U.S. Secretary of State Hillary Clinton is bringing with her an all-star team for the second round of U.S.-India Strategic Dialogue, which will take place later this year. Five heads of agencies are joining her, including the Director of National Intelligence, along with 3 officials who are one rung away from the top of their agencies. They will do useful work, but they need to make their game more ambitious.

When nine U.S. cabinet or sub-cabinet officers travel across nearly ten time zones together, it surely is an indication that the country at the other end of their long flight matters. Despite the impressive lineup, however, the focus is modest: continuing the work begun on homeland security during the visit of Secretary Janet Napolitano; chipping away at the governmental obstacles to expanded investment and technological exchange; bringing more vigorous life to the long-standing but under-performing energy dialogue. There is a long list of trade and investment issues that have been waiting for a solution for upwards of five years; unfortunately, the senior U.S. officials responsible for these aren’t on the delegation. Implementation is pesky but important, so one should not belittle high level dialogues that provide the visibility staff in both governments need to complete the job.

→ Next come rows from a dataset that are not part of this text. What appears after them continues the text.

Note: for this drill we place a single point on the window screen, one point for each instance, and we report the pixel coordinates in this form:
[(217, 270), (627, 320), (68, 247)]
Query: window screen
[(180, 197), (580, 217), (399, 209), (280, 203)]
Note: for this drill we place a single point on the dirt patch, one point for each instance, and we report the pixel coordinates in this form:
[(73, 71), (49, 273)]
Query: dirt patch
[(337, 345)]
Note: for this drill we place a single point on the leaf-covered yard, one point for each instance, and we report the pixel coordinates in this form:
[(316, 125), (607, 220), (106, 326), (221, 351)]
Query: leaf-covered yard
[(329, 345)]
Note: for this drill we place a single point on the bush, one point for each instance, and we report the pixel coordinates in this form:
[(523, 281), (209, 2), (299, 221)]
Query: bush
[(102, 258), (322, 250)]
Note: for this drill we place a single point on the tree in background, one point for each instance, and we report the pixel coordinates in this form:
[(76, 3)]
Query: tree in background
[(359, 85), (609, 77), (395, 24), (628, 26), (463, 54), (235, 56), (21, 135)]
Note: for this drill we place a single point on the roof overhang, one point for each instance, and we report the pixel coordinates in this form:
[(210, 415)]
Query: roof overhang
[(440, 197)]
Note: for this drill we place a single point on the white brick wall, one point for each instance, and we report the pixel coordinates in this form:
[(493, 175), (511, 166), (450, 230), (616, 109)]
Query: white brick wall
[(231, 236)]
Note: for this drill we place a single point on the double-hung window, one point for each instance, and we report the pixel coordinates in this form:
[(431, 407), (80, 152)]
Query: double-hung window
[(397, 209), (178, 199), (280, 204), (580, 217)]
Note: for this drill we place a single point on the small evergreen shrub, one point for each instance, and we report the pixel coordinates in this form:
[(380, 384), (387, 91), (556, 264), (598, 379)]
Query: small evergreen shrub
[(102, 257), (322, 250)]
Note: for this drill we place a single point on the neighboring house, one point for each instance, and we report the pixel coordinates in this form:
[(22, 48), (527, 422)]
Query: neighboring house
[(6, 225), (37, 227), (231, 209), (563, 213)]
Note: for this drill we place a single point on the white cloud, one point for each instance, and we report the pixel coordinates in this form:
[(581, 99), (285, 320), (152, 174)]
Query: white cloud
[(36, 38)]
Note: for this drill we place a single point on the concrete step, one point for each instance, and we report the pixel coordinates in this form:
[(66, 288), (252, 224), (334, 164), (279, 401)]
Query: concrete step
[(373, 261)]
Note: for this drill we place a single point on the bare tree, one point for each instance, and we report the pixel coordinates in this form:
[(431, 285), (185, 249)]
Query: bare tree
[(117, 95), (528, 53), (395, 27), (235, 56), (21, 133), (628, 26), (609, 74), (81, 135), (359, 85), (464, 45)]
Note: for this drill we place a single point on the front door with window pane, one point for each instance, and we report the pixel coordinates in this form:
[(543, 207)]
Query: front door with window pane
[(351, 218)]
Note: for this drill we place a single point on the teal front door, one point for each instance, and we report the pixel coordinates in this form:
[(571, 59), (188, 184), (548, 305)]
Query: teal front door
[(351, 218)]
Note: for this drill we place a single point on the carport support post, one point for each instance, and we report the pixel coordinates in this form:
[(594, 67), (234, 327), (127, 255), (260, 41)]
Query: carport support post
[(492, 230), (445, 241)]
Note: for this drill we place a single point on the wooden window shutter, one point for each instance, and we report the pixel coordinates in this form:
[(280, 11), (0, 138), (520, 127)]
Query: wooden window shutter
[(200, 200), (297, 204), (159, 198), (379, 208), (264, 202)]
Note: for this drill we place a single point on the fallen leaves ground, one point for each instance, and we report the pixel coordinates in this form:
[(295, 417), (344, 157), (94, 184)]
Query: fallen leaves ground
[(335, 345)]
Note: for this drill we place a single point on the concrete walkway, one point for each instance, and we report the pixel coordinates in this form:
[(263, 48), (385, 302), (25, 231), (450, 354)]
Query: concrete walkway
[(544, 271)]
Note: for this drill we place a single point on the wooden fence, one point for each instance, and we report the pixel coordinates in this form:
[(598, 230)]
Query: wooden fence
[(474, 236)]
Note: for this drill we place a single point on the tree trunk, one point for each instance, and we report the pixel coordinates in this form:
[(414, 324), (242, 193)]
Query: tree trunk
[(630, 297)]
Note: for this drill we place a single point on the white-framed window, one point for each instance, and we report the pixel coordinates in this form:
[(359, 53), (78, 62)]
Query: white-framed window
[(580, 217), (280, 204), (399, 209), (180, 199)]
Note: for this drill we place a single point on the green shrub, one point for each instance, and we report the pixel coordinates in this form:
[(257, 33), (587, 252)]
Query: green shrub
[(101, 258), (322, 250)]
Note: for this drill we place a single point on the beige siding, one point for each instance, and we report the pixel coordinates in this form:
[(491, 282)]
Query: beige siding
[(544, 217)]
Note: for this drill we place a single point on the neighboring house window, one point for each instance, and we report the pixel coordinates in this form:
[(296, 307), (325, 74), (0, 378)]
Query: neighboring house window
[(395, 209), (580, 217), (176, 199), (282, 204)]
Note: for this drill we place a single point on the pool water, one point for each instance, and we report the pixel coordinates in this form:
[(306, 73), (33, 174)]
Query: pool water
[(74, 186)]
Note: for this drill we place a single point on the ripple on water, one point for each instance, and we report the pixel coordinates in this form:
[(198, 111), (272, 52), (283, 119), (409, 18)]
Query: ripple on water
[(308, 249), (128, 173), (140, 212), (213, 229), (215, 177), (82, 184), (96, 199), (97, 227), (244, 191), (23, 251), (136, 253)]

Those nostalgic for another game-changing initiative on the scale of the India-U.S. agreement on civil nuclear cooperation are destined to be disappointed. Neither government is ready for that kind of effort. The U.S. administration is overwhelmed with the debt ceiling, and behind it an equally nasty budget debate. The Indian government, hit by a string of scandals, has not yet regained the confidence it needs to navigate the treacherous waters of parliament.

But even recognizing the two governments’ political constraints and the difficulty (and lack of sex appeal) of implementation, one would have liked to see a bit more vision. I suggest three candidates.

First: a frank conversation about some of the broader strategic issues that concern both countries, such as Afghanistan and the emerging agenda for the United Nations Security Council. With India and Pakistan holding to their plans for talks despite the Mumbai blasts, one hopes the delegation will get a candid briefing on how India assesses the prospects – and will be able to discreetly encourage both sides to make real progress.

Second: Get serious about negotiating a Bilateral Investment Treaty. Preliminary moves have been stymied by differences between the two countries’ standard texts for such treaties, and by the Obama administration’s decision to review its template. Use the high level talent going to Delhi to achieve agreement in principle that both sides will need to deviate from their models, and get on with the job.

Third: There is a visionary goal out there, even if neither country is ready to embrace it yet: a free trade agreement. The delegation should at least get people talking about the idea – and why it could make the India-U.S. partnership truly strategic.